Chronic obstructive pulmonary disease (COPD) is a leading cause of respiratory morbidity and mortality in the United States, associated with approximately 1.5 million ED visits and 699,000 hospitalizations annually, according to 1999-2011 data. Another study projected that about a quarter of patients hospitalized for COPD are readmitted within 30 days.
We have likely all encountered a COPD patient who is readmitted to the hospital frequently and wondered what we can do help them stay out of the hospital and have a good quality of life. What is there beyond optimizing their inhalers or providing smoking cessation counseling? How many of us think of referring the patient to pulmonary rehabilitation (PR)?
Before I entered a pulmonary and critical care fellowship, I had a brief stint as a hospitalist, and I rarely referred COPD patients directly to PR on discharge. I relied on primary care physicians or pulmonologists to do that later. My fellowship training has helped me become familiar with PR and its immense benefits and convinced me that every COPD patient admitted to the hospital should be referred to PR on discharge. Yet a 2019 study found that only 3% of COPD patients received PR within a year of discharge.
What is pulmonary rehabilitation?
PR is defined by the American Thoracic Society as a “comprehensive intervention, based on a thorough patient assessment followed by patient-tailored therapies that include, but are not limited to, exercise training, education, and behavior change, designed to improve the physical and psychological condition of people with chronic respiratory disease and to promote the long-term adherence to health-enhancing behaviors.”
The idea is that the components of the program translate into positive lifestyle changes, which in turn can have long-term benefits. In addition to exercise, PR programs offer nutrition counseling, education on inhaler and breathing techniques, psychosocial support, and help with smoking cessation.
These programs are one of the most effective but underutilized interventions in the care of patients with COPD. The proven benefits of PR include improvements in exercise capacity, limb muscle function, and health-related quality of life, as well as reductions in symptom burden, health care costs, hospitalizations, and mortality.
So why is PR still underutilized?
Significant barriers hinder PR implementation and utilization, including lack of trained manpower, transportation to PR centers, and suboptimal funding of these programs due to low reimbursement by Medicare. But these can be overcome. Enthusiasm of the referring physician has been found to be associated with PR adherence and attendance. The more supportive of PR the referring clinician is, the higher the chances a patient attends. Given the barriers, major respiratory societies are now focusing on alternative methods of PR delivery, including telerehabilitation, a modality that gained traction and showed promise during the pandemic but could use more research. The American Association of Cardiovascular and Pulmonary Rehabilitation (AACVPR) leads a multisociety effort to address payment by Medicare.
What can hospitalists do to increase PR use?
Patients admitted for COPD are mostly discharged from inpatient medical services. Hospitalists can help our patients gain access to this potentially immensely beneficial intervention in a few easy steps.
- Talk to your patient about PR. This is a necessary first step. Ask patients if they have ever completed a PR program in the past. If their answer is yes, assess their willingness to re-enroll. If they've never done it, they are among the patients who may benefit most from a little information about PR and a referral on discharge.
- Add PR to the COPD care bundle. COPD care bundles have been shown to prevent hospital readmission and typically entail five key elements: technique (using an inhaler), action plan, PR, smoking cessation, and specialist follow-up. Hospital systems across the U.S. have adopted and modified COPD care bundles or pathways to help prevent COPD readmissions. Hospitalists should familiarize themselves with their local care bundle and, if PR is not included, advocate for its inclusion. This can also be an opportunity for quality improvement.

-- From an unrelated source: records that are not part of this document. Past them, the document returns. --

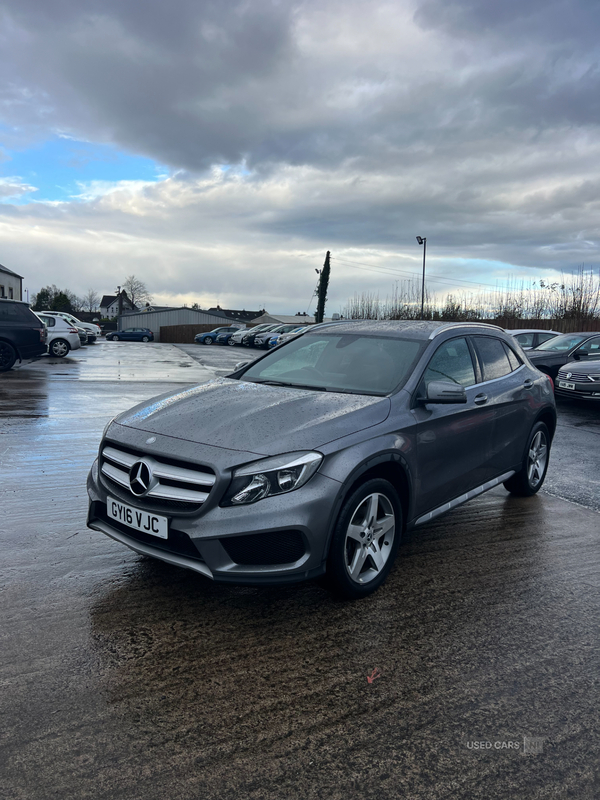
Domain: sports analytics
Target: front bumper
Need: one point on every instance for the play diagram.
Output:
(581, 391)
(281, 539)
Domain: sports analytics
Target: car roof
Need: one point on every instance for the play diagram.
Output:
(530, 330)
(415, 329)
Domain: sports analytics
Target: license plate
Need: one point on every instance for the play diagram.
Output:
(137, 519)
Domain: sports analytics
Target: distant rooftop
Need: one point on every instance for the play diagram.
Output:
(10, 272)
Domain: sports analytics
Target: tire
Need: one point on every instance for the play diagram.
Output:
(362, 553)
(59, 348)
(530, 477)
(8, 356)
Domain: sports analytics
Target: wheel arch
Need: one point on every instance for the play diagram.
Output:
(14, 346)
(548, 417)
(391, 467)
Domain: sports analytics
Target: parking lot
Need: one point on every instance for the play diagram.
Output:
(472, 673)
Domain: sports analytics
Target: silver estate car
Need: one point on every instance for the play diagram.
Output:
(317, 456)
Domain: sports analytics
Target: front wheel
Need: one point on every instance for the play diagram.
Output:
(365, 540)
(8, 356)
(59, 348)
(531, 476)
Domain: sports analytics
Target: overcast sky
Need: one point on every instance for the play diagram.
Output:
(217, 149)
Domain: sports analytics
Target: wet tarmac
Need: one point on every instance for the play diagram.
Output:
(473, 673)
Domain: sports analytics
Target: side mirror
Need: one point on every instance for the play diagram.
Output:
(445, 392)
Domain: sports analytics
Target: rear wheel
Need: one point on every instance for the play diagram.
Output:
(8, 356)
(59, 348)
(531, 476)
(365, 540)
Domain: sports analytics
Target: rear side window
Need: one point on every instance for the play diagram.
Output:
(492, 356)
(525, 339)
(451, 362)
(515, 361)
(543, 337)
(591, 348)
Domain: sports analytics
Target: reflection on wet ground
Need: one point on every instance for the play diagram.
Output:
(123, 677)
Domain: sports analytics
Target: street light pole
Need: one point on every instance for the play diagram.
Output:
(423, 240)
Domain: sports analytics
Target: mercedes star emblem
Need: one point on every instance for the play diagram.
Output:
(139, 478)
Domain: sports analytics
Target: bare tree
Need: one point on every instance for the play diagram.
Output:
(136, 290)
(90, 300)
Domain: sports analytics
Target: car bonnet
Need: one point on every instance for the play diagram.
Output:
(252, 417)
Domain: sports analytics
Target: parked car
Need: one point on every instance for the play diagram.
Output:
(263, 339)
(22, 334)
(317, 456)
(249, 338)
(131, 335)
(210, 337)
(579, 380)
(225, 336)
(84, 336)
(281, 338)
(62, 336)
(530, 338)
(550, 356)
(90, 328)
(237, 338)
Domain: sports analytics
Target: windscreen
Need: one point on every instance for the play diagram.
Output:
(561, 344)
(339, 363)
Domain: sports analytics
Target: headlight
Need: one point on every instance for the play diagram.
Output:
(271, 476)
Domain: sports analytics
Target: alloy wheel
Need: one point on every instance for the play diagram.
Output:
(537, 459)
(369, 538)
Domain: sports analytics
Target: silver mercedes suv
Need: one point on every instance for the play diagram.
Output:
(317, 456)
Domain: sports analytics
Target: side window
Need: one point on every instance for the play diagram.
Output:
(493, 357)
(514, 360)
(525, 339)
(543, 337)
(591, 348)
(451, 362)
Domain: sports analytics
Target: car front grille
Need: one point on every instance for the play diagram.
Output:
(171, 484)
(580, 377)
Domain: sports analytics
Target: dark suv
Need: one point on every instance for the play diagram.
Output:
(22, 334)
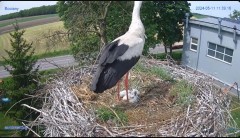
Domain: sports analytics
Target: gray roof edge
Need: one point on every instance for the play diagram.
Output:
(213, 25)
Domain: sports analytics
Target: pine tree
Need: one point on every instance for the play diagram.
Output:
(21, 60)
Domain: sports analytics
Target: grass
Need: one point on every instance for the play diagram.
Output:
(47, 55)
(105, 114)
(159, 72)
(40, 43)
(25, 19)
(235, 110)
(183, 91)
(7, 121)
(176, 55)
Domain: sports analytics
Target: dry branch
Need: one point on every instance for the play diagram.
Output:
(63, 114)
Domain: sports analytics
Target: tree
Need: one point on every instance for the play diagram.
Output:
(163, 19)
(104, 21)
(21, 60)
(235, 15)
(23, 73)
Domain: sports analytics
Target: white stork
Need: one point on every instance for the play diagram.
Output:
(120, 55)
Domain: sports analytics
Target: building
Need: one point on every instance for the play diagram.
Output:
(212, 46)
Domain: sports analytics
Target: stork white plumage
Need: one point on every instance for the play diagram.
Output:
(120, 55)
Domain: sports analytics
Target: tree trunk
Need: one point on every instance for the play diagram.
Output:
(171, 50)
(165, 48)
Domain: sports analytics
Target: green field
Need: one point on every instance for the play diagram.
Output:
(25, 19)
(37, 35)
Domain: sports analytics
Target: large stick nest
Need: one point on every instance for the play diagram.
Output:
(69, 106)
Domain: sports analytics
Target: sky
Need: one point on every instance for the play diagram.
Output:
(213, 8)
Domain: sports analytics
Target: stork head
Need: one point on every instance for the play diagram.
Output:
(138, 3)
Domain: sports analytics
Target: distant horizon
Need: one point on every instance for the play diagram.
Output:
(211, 8)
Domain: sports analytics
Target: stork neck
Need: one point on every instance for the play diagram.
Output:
(136, 21)
(136, 10)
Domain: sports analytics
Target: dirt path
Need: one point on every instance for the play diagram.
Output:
(10, 28)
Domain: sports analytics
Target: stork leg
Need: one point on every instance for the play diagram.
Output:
(126, 84)
(118, 90)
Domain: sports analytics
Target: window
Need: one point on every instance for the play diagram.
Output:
(220, 52)
(194, 44)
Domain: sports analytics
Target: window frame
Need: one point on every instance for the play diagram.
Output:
(191, 43)
(216, 51)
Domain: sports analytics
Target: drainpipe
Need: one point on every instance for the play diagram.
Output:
(219, 28)
(234, 34)
(187, 28)
(187, 15)
(199, 46)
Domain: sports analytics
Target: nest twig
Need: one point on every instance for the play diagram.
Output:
(63, 114)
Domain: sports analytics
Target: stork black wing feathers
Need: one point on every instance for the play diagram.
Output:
(110, 53)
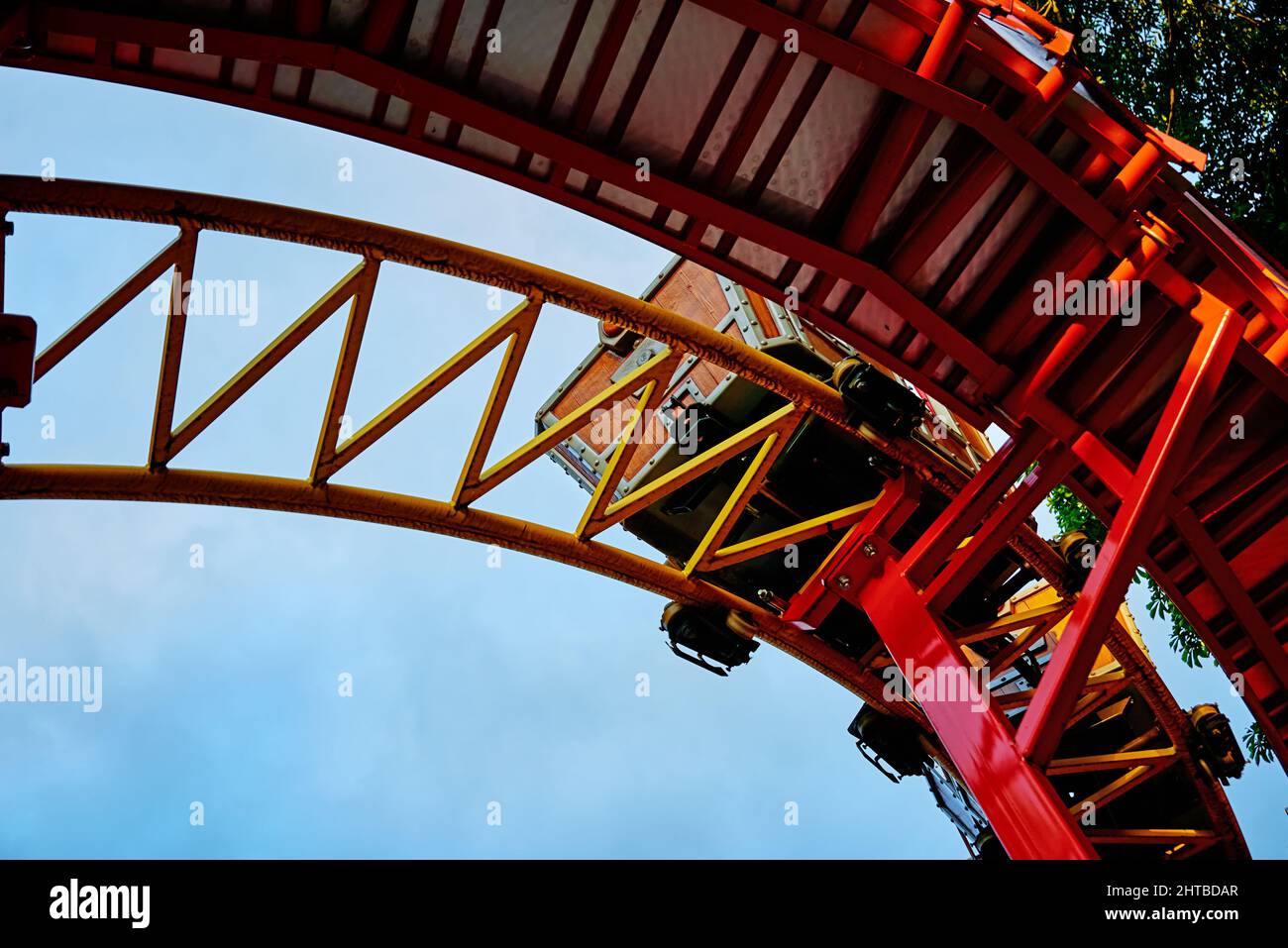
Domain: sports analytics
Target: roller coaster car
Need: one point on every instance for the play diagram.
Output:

- Learn about your local PR programs. Each hospital has certain catchment areas from which a majority of patients are admitted. Getting familiar with PR programs around those areas will be beneficial. The American Thoracic Society has an online directory at livebetter.org that lists about 2,000 programs, and the AACVPR has a directory of more than 1,200 sites.
In conclusion, PR is an intervention with numerous potential benefits for our patients with COPD. Hospitalists already play a major role in education and treatment of these patients and can take a few simple steps to increase patient access to this hugely beneficial intervention.